Eisov furious that his brother stole his blessings begins to plan for the day his father will die so that he can kill his brother. Rivka realizing the danger facing her favored son, sends him off to the land she came from to get away from his murderous brother, and to get married with someone from her family. The parsha ends by telling us hoe Eisov seeing how much his parents dislike the local Canaanite women, marries himself a non-Canaanite woman, the daughter of Yishmael.
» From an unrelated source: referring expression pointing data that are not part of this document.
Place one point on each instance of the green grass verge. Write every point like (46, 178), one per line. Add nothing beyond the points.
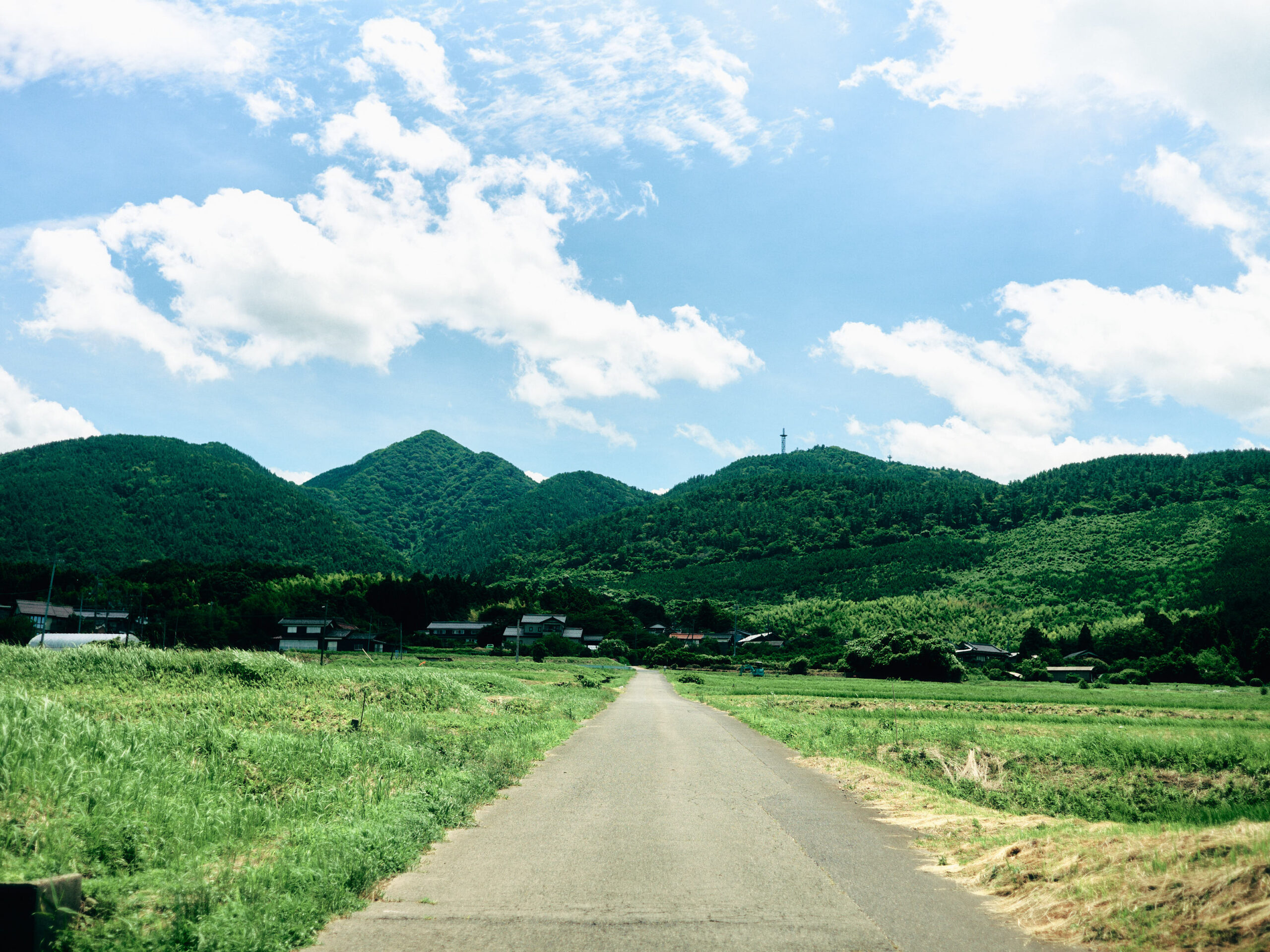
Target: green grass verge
(223, 800)
(1126, 754)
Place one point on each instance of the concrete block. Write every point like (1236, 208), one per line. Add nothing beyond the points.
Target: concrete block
(33, 913)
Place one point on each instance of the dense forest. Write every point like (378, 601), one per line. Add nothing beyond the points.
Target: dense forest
(1161, 564)
(110, 502)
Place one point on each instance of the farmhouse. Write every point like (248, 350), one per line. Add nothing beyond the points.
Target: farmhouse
(465, 633)
(60, 617)
(1071, 673)
(324, 635)
(974, 653)
(536, 626)
(766, 638)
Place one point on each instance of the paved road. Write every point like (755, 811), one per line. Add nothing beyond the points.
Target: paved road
(667, 826)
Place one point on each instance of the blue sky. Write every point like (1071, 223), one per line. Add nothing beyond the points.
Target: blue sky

Of course he keeps the Canaanite women, marrying a different wife was just a PR ploy to get parental approval.
Quote of the Week: A wise man will make more opportunities than he finds. – Francis Bacon
Random Fact of the Week: The largest private sector employer in Africa is Coca Cola!
Funny Line of the week: I went into a clothes store and a lady came up to me and said, “If you need anything, I’m Jill”. I’ve never met anyone with a conditional identity before.